The watermark, a twelve-pointed star measuring 3 cm. across, almost certainly identifies the paper as of Genevan origin, since the law in that locality specifically required the mark to be in the center of the sheet. Cf. C. M. Briquet, Les filigranes (Leipzig, 1923) II, 324, 349. Professor Allen T. Hazen, to whom I am indebted for this reference, also informs me that its appearance in this edition of the Voyage, printed in 1755, is most unusual, for it had been supposed that no Italian or Swiss paper was used by British printers after 1740. Corroborative evidence of the w/m position is to be found, first, in the other edition, which was printed just before this one [cf. Strahan's ledger entries, cited in J. Paul de Castro, "The Printing of Fielding's Works," The Library, 4th ser., I (1920-21), 257-70], on ordinary lily paper (except for A 4), and obviously according to imposition (a); secondly, in the preliminary gathering A 4, which is of the same setting of type in each edition and has, for both, half of the star w/m at the outer edge of A3, an impossible position for a mark normally placed; and thirdly, in the final gathering N6 of this edition, where half the mark appears at the outer edge of N5, again an impossible position for a normal mark.

[47]

If scholars would check the figures instead of haunting bookshops for "lost" editions, they might discover the copy they seek on their own shelves.

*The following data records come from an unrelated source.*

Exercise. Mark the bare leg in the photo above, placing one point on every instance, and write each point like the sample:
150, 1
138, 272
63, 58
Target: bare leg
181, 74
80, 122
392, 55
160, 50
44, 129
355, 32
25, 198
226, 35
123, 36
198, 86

Thus, to cite a trivial example, the unknown but presumed "second edition" of William Whitehead's Variety (1776, 4°) is disclosed as a corrected reimpression of the first.

       
Figures   Copies  
"Edition" A  7-7, 12-7, 15-6, 18-10  DCL IU MH PU 
"Edition" B (reimpressed)  7-9, 15-5, 18-10, 20-6  ICU NjP NN 
"Third Edition" (reimpressed)  7-6, 8-2, 15-5 18-10, 20-6  ICN 
Here again, the figures prove their usefulness, not only in identifying a variant, but in suggesting, prior to inspection, the kind and sequence of variants, and what would seem to be an overprinting of certain sheets.

[48]

The figures reveal, for instance, mixed sheets in MH copy of Akenside's Pleasures of Imagination NN (Berg) copy of Johnson's Taxation No Tyranny, and PU copy of Smollett's Humphry Clinker.